I know often what they do in these situations is stop the use of ground-bait, but if you have stocking of carp etc. in the pond, their bottom feeding activities will continually replenish the available phosphate. 

Phosphate is mainly bound to clay minerals in lakes, but it is estimated that if you stopped all additional input of PO4--- into the UK environment tomorrow it would take a 1000 years for the level to decline to the natural level.

Cheers Darrel


----------



## Mick.Dk (8 May 2015)

He he - our local "fire-pond" (don't know if you have those in GB) had constant algae-blooms................it's "fed" by runoff from surrounding, cultivated fields, ofcourse.
3 years ago the entire pond was emptied, literally tonnes of Crusian carp (Carassius carasius) was taken away, and other tonnes of mud was removed.
They decided to introduce pikes and perches - but I don't think it ever happened (I might do it myself, one late night    ).
Since that "wipeout", the pond has been very clear.........


----------



## Antoni (11 May 2015)

Thanks for the input, guys! So nothing really can be done, they will come and go unless we scrape off the bottom of the lake 
It is then very interesting why we add more no3 to fix the problem in our tanks...


----------



## ian_m (11 May 2015)

Yes sprinkle in aquatic chalk. Cleared lake near my work in a day or two.
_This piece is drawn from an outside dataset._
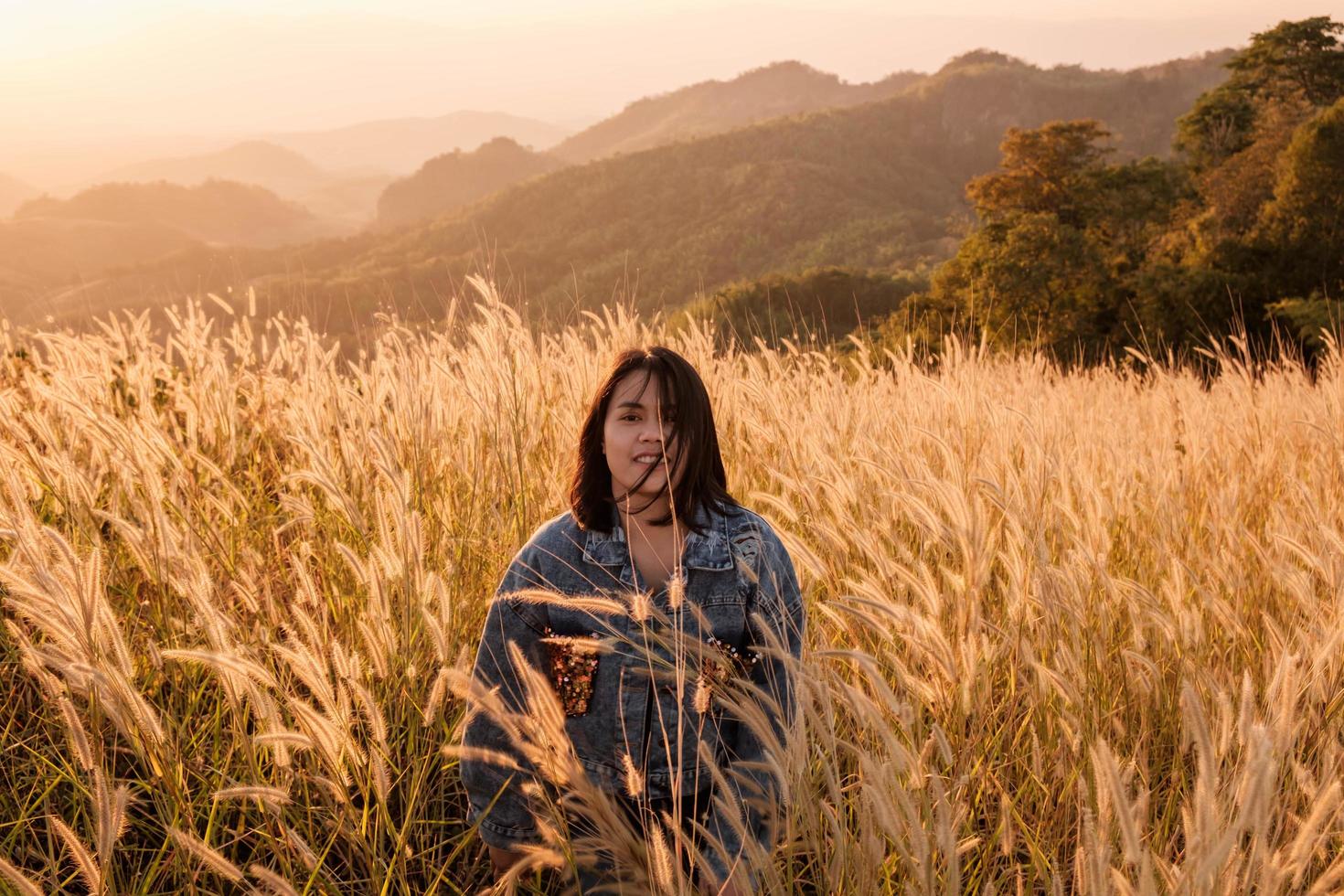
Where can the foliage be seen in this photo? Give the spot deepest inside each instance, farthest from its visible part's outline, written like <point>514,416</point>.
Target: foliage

Search internet thingie for aquatic chalk and what it does.


----------



## dw1305 (11 May 2015)

Hi all,





Mick.Dk said:


> 3 years ago the entire pond was emptied, literally tonnes of Crusian carp (Carassius carasius) was taken away, and other tonnes of mud was removed.......... since that "wipeout", the pond has been very clear.........


 With a fish like Carp it is a double whammy, the sediment they stir up continually replenishes the PO4--- in the water column, and both sediment and "green water" and filamentous algae block the light to submerged macrophytes, leading to more nutrients in the water column. As submerged macrophyte cover declines, the cover for zooplankton like _Daphnia, _that would feed on "_green water" _reduces and they are eaten by carp fry etc.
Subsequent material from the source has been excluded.